Perl REGEXP example for quick text processing

A very useful recipe that facilitates communication with the command line is described here , but it was not possible to try it live, because under my system (OpenIndiana) there is no Go language compiler. So the idea arose to rewrite the specified program into a more universal language that definitely exists on any platform - Perl.
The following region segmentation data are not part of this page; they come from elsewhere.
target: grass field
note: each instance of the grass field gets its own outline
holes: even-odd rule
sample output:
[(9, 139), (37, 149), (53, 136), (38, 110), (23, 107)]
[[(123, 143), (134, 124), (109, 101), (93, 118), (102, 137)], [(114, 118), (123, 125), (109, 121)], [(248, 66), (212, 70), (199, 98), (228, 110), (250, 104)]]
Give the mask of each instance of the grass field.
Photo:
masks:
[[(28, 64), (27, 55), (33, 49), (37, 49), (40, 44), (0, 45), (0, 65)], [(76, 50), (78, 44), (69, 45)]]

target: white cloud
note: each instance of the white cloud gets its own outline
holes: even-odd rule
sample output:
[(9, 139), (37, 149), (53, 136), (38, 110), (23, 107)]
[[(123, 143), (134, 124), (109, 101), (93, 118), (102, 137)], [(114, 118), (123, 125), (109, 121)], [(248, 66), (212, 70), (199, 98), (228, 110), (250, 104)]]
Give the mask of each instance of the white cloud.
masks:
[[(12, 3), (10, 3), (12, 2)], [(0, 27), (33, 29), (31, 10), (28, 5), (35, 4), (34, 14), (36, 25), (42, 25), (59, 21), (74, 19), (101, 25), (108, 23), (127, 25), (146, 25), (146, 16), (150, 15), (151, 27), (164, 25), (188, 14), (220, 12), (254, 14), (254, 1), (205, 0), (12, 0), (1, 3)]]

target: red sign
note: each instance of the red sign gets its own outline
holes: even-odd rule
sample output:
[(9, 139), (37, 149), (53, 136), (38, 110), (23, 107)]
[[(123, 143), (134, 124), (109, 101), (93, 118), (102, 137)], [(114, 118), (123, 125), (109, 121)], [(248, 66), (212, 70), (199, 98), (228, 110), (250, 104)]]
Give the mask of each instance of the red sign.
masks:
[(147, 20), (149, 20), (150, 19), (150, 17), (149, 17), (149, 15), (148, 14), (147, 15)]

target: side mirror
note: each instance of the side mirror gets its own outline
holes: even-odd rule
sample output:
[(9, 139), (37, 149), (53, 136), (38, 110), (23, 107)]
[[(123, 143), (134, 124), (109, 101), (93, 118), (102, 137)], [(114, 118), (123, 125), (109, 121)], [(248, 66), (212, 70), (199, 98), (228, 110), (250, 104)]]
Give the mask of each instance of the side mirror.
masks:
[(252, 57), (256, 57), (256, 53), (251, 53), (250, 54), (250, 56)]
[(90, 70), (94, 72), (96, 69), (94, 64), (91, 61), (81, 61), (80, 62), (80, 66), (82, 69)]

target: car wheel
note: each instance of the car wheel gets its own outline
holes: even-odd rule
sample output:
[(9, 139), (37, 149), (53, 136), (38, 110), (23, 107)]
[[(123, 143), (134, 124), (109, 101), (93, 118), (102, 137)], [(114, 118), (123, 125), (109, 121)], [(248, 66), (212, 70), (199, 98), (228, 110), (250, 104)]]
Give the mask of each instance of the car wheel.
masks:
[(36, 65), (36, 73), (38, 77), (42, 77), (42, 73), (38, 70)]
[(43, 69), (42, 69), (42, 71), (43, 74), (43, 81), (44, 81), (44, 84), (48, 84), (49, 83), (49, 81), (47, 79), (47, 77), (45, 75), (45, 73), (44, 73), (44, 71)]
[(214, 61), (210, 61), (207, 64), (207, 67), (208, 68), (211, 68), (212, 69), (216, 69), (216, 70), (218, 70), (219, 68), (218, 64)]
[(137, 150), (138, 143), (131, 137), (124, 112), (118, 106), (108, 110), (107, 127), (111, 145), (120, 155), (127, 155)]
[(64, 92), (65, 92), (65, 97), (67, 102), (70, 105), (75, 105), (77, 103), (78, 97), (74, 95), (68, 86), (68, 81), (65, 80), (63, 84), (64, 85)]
Using the resulting code example, I would like to demonstrate how you can perform a quick and effective search using a couple of lines using regular expressions.

Implementation


To begin with, we transform the hints passed in to the part of the future regular expression:

$hints =~ s/(.)/$1\.\*\?/g;

Here $ hints is the string glued from all the hints, for example, 'abcd'.
The expression for the search (.) Is a single character (each, given the search parameter 'g'), we replace it with ourselves ($ 1 is the value from the first brackets of the search expression) and add the parts we need, namely:

After each character we add a block : '. *?', which means: any character, zero or more times, and a marker that makes the modifier “not greedy” (more on that below).

Total output is the line: 'a. *? B. *? C. *? D. *?'

We turn to the main part, which compares the string from the "familiar" folders with a hint, the condition:

if ($path =~ /^(.*)($hints)$/)

Here the symbol '^' is the “anchor” of the beginning of the line, the expression in the first brackets '(. *)' Is the line prefix, and after this expression is our pre-prepared regexp containing hints for the search, the expression ends with the second “anchor” - '$', which means match the end of the line.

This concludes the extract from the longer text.